The compliance imperative
The EEA requires designated employers, those with 50 or more employees, to conduct a detailed analysis to identify employment barriers that adversely affect people from designated groups, which include Black people, women and people with disabilities.
An employment barrier is any policy, procedure, practice or condition that limits or prevents equitable access to employment opportunities for designated groups. This analysis forms the foundation of the employment equity plan (EE plan) that designated employers must prepare and implement.
Given the research outlined above, unequal access to GenAI tools and training, where women are less likely to receive encouragement or investment in GenAI skills, may constitute precisely the kind of employment barrier that designated employers are obliged to identify. If women are systematically excluded from productivity enhancing technologies, or if workplace cultures discourage their adoption by women, this can limit equitable access to career advancement opportunities.
The compliance imperative is therefore clear: designated employers conducting their barrier analysis should consider whether disparities in GenAI adoption and training constitute an employment barrier affecting women and, if so, include measures to address this in their EE plans.
The strategic response
Designated employers are already required to prepare and implement EE plans that address identified employment barriers. They can adapt this existing framework to tackle the GenAI gender gap directly. Rather than launching a separate initiative, employers can incorporate AI upskilling into a process that is already mandated. Employers not subject to EEA requirements can adopt these measures voluntarily.

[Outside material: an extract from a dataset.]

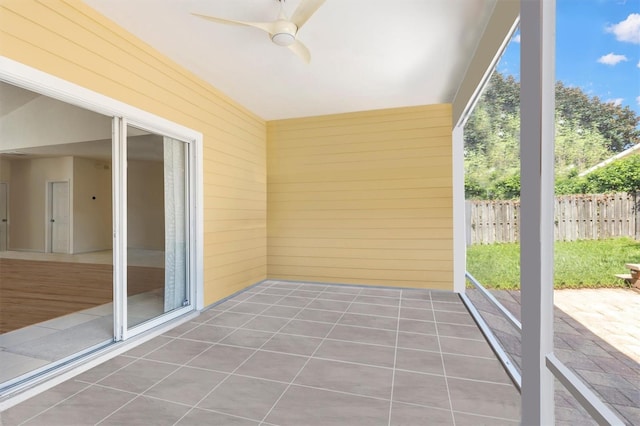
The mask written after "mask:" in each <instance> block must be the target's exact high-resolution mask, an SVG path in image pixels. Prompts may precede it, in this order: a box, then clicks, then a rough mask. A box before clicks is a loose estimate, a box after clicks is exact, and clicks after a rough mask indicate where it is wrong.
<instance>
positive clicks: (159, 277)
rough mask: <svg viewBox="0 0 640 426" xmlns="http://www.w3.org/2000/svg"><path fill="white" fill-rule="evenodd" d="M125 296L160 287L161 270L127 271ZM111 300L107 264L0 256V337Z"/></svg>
mask: <svg viewBox="0 0 640 426" xmlns="http://www.w3.org/2000/svg"><path fill="white" fill-rule="evenodd" d="M128 286H129V287H128V294H129V295H134V294H139V293H143V292H147V291H151V290H161V289H163V287H164V269H163V268H157V267H147V266H130V267H129V268H128ZM112 298H113V267H112V265H109V264H92V263H71V262H48V261H36V260H24V259H8V258H0V333H6V332H9V331H12V330H17V329H19V328H22V327H26V326H29V325H33V324H36V323H39V322H42V321H47V320H50V319H53V318H57V317H60V316H63V315H67V314H70V313H73V312H78V311H81V310H83V309H88V308H91V307H95V306H99V305H104V304H106V303H109V302H111V301H112Z"/></svg>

Practically, employers can integrate AI literacy into their EE plans by taking the following steps:
- Extend the workforce analysis to include AI literacy by capturing GenAI usage and training access by gender and other designated grounds.

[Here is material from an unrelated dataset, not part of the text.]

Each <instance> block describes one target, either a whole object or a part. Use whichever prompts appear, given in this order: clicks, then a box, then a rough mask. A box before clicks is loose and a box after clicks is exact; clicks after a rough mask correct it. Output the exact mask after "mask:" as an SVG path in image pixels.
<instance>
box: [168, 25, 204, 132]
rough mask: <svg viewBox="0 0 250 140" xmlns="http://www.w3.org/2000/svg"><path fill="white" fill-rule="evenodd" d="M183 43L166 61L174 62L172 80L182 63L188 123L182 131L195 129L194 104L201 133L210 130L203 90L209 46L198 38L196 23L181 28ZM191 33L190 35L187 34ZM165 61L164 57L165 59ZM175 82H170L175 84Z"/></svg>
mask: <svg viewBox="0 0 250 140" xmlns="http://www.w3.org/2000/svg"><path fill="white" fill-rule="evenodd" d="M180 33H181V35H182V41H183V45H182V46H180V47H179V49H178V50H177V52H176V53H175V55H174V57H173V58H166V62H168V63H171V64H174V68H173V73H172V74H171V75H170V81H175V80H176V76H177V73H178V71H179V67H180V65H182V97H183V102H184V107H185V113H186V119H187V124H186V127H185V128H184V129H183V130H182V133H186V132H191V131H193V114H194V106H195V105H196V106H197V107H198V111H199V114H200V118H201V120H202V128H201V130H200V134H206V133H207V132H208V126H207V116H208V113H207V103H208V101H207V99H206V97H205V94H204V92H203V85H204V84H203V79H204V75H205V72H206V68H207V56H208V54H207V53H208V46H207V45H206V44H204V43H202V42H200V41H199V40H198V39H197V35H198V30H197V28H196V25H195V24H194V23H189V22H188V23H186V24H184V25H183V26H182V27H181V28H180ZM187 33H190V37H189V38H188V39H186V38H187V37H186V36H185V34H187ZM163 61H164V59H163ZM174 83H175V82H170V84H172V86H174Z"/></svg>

- Frame low adoption or unequal training access as an employment barrier within the EE plan where the analysis supports this conclusion.
- Implement targeted training programmes linked to the EEA’s requirements for training and development to address identified barriers.

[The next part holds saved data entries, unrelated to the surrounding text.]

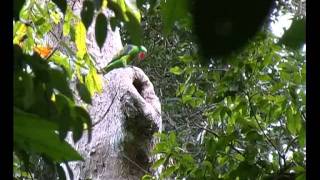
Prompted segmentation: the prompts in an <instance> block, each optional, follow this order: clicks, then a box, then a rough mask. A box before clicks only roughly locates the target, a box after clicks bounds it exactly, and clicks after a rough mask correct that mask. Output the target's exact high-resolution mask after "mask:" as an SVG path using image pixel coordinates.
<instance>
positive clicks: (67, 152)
mask: <svg viewBox="0 0 320 180" xmlns="http://www.w3.org/2000/svg"><path fill="white" fill-rule="evenodd" d="M56 129H57V126H56V125H55V124H54V123H51V122H49V121H48V120H46V119H42V118H40V117H38V116H36V115H33V114H29V113H24V112H21V111H18V110H15V112H14V144H15V146H17V147H19V148H22V149H25V150H28V151H32V152H36V153H38V154H42V153H44V154H45V155H47V156H48V157H49V158H50V159H52V160H53V161H54V162H62V161H71V160H83V159H82V157H81V156H80V155H79V154H78V152H77V151H75V150H74V149H73V148H72V147H71V146H70V145H69V144H68V143H67V142H65V141H61V140H60V139H59V137H58V134H56V133H55V130H56Z"/></svg>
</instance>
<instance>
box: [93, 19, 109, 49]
mask: <svg viewBox="0 0 320 180" xmlns="http://www.w3.org/2000/svg"><path fill="white" fill-rule="evenodd" d="M107 28H108V20H107V18H106V17H105V16H104V14H103V13H99V14H98V16H97V19H96V27H95V33H96V42H97V44H98V46H99V48H100V49H101V47H102V46H103V44H104V42H105V40H106V37H107V31H108V29H107Z"/></svg>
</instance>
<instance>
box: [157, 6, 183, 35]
mask: <svg viewBox="0 0 320 180" xmlns="http://www.w3.org/2000/svg"><path fill="white" fill-rule="evenodd" d="M187 2H188V1H186V0H168V1H161V16H162V19H163V24H164V27H163V30H164V32H165V34H168V33H169V32H170V30H171V29H172V27H173V25H174V23H175V22H176V21H181V20H182V19H183V18H186V17H188V11H187V8H188V5H187Z"/></svg>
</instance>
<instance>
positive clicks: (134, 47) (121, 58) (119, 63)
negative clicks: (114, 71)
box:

- Set measurable milestones by incorporating AI training targets into the EE plan’s year-on-year objectives.
- Monitor and report on progress as part of ongoing EE plan reporting.
The value of this approach lies in its simplicity: it takes an existing obligation and uses it to address a problem that might otherwise go unnoticed until the costs become difficult to reverse.
Conclusion
The gender gap in GenAI adoption is not merely a matter of individual preference – it carries real commercial, operational and compliance implications for South African businesses. Lower adoption rates among women can reduce productivity gains, entrench bias in AI systems and, for designated employers, undermine the transformation objectives they are required to pursue under the EEA.
By incorporating AI literacy into their barrier analyses and EE plans, businesses can turn a potential vulnerability into a strategic advantage – capitalising on the transformative potential of GenAI while fulfilling their transformation obligations under the EEA.